This makes no sense at all to me.

I’m in the game, but the bookstores don’t seem to be using the considerable information about me stored in their databases to do an effective job of selling me more books.

Why do I say this?

Because when I go back over the last 10 or 20 or 50 books I’ve purchased, not a single one was suggested by an email blast from the online bookstores, or by a suggestion when I visit their websites.

So where do I find out about books I might want to read?

Astonishingly, there is nothing digital at all about my discoveries. Instead, the suggestion chain is purely analog—some suggested by my wife, some by reviews in print publications, some recommended by friends, and a good many purchases after hearing authors discuss their books on—of all places—the radio! I don’t think social media has ever directed me to a single tome. Maybe it’s hard to distill the nut of a novel into 140 characters, and blogs don’t seem to do too good a job in this regard, either.

I don’t understand why the algorithm isn’t doing what it’s supposed to, why it’s not my primary source of suggestions. Certainly, it’s not because the companies aren’t trying. Is it that my reading tastes are too eclectic? I would think not. I read current events non-fiction, some history and biography, the occasional bestseller, and a fair amount of fiction, especially in the mystery and literary categories. Could my romps through the fields of written words be too wide-ranging for the algorithm?

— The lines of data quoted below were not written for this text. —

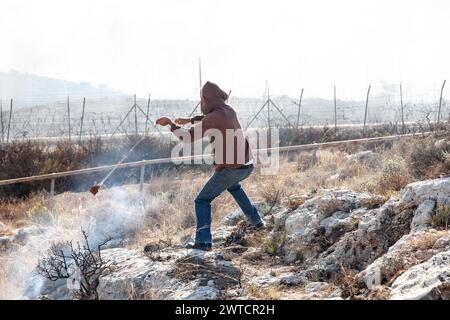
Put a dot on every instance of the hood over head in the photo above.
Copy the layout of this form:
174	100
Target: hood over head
212	96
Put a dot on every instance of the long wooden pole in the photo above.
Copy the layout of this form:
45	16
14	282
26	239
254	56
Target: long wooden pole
365	113
208	156
440	102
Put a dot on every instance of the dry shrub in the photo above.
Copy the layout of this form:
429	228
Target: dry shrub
429	158
394	176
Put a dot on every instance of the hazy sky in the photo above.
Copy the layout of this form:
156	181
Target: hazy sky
142	46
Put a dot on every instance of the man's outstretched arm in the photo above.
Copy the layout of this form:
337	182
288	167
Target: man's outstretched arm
192	120
181	133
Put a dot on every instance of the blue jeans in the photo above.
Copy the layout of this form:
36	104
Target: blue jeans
226	179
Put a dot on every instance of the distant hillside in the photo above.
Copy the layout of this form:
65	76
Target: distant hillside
30	90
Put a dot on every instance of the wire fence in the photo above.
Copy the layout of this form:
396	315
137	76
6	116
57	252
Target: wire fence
77	117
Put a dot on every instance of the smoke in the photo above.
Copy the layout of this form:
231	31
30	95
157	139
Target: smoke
117	214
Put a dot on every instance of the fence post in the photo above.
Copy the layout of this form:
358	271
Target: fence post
52	188
148	111
141	180
68	114
9	121
299	107
365	113
313	156
1	118
335	110
268	108
401	107
82	119
135	116
440	102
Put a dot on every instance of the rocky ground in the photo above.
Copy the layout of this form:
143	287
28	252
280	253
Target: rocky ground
337	245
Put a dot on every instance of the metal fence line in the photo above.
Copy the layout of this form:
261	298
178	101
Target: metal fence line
314	147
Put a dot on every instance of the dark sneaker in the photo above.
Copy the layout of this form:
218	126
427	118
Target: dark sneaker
260	225
205	246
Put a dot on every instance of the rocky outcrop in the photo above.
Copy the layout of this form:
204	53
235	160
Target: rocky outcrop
319	224
427	281
380	249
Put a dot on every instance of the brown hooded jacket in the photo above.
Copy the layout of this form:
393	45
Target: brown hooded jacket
219	119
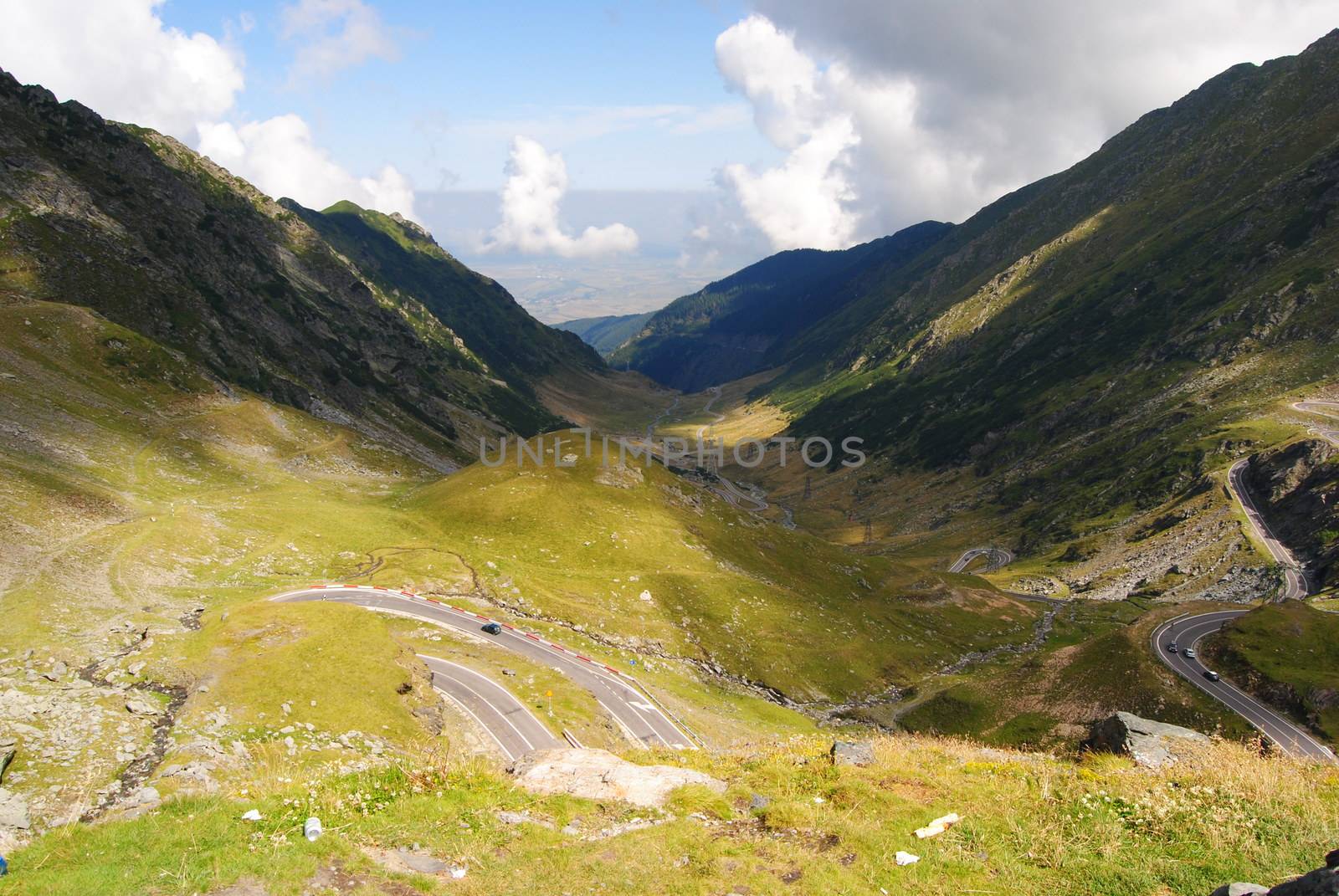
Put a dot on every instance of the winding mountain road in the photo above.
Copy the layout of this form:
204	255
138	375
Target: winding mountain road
1329	432
636	713
495	709
1295	581
1187	631
997	557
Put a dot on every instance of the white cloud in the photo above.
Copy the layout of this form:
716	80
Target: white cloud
894	111
535	187
279	156
575	124
334	35
805	200
118	58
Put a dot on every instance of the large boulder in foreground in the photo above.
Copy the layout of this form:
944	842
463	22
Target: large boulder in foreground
599	775
1149	744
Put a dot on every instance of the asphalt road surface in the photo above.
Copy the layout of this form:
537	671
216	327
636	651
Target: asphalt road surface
1188	631
997	557
1327	430
1295	584
642	721
495	708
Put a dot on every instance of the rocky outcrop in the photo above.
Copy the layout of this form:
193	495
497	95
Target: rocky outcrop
1149	744
599	775
348	314
1299	490
13	811
852	753
8	749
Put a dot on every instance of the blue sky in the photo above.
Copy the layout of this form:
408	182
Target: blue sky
603	157
586	79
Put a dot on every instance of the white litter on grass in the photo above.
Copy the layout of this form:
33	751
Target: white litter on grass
939	825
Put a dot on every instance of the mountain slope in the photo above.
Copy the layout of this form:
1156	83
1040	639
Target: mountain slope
1108	320
1090	346
161	240
607	334
741	325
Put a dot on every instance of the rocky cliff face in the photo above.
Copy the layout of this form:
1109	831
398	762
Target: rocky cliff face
158	238
1299	489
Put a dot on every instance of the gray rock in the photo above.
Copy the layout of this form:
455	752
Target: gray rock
1149	744
1322	882
13	811
522	818
852	753
141	708
8	749
421	863
1240	889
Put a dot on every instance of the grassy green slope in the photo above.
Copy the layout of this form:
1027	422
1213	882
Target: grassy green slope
767	604
164	241
1101	325
742	325
1044	827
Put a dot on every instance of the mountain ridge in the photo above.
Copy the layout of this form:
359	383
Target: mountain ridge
153	236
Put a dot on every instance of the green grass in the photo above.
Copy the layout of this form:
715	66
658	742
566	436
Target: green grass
1287	654
1044	825
772	606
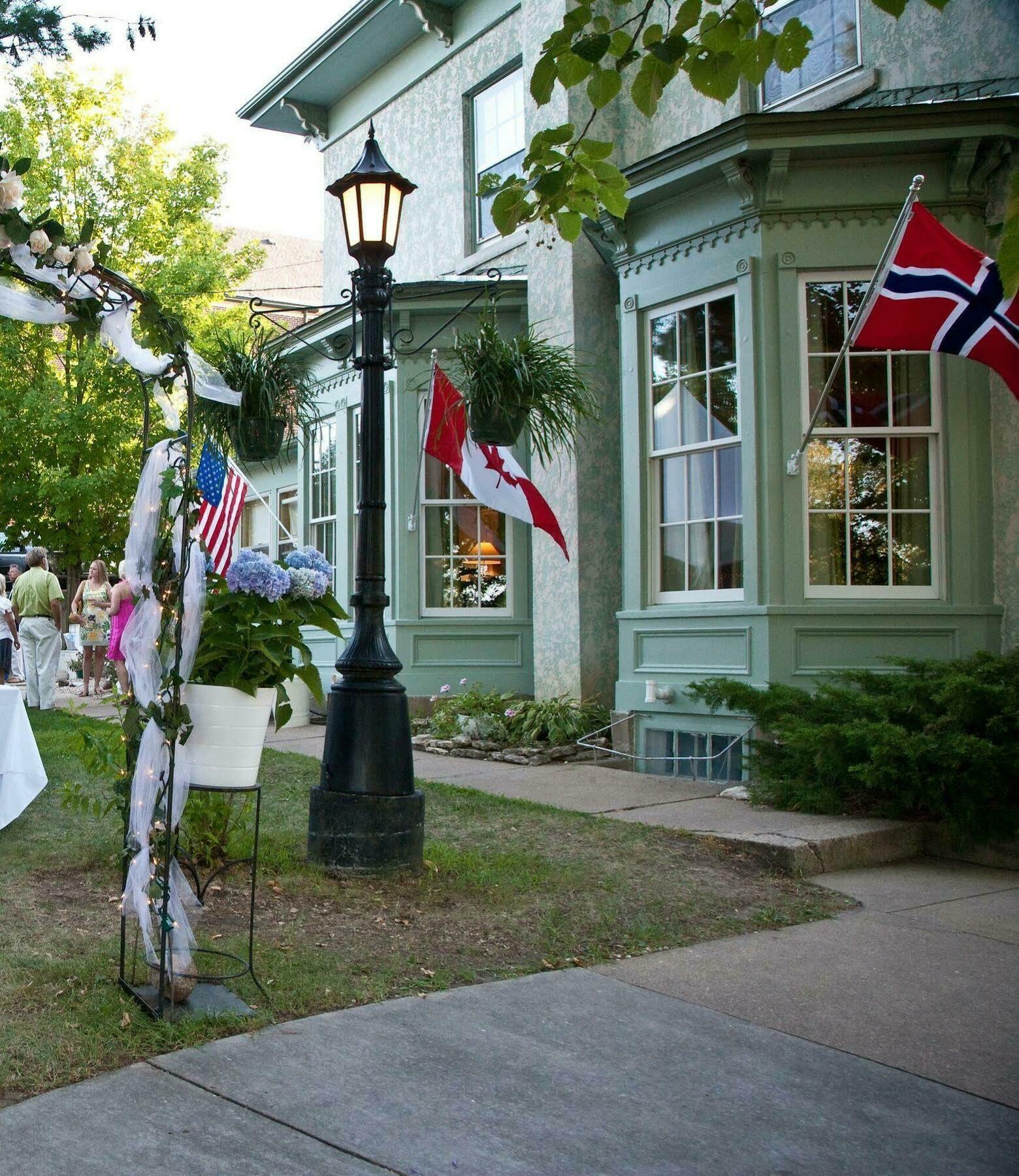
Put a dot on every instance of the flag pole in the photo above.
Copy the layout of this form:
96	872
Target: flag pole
412	519
860	318
265	502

It would be nice if the digital suggestions contained fewer books per email blast, and the online suggestions had more information on each book. The experience needs to more closely approximate what happened when I walked into a bookstore—back when there were bookstores—with books arrayed on tables and aisle endcaps competing for my attention. I can’t remember a trip to a bricks-and-mortar bookstore when I didn’t leave with far more books than I intended to buy when I walked in.

In the meantime, I’d like to see the retailers—who have so much of my money to gain—work on new ways to let me know what they think I might like.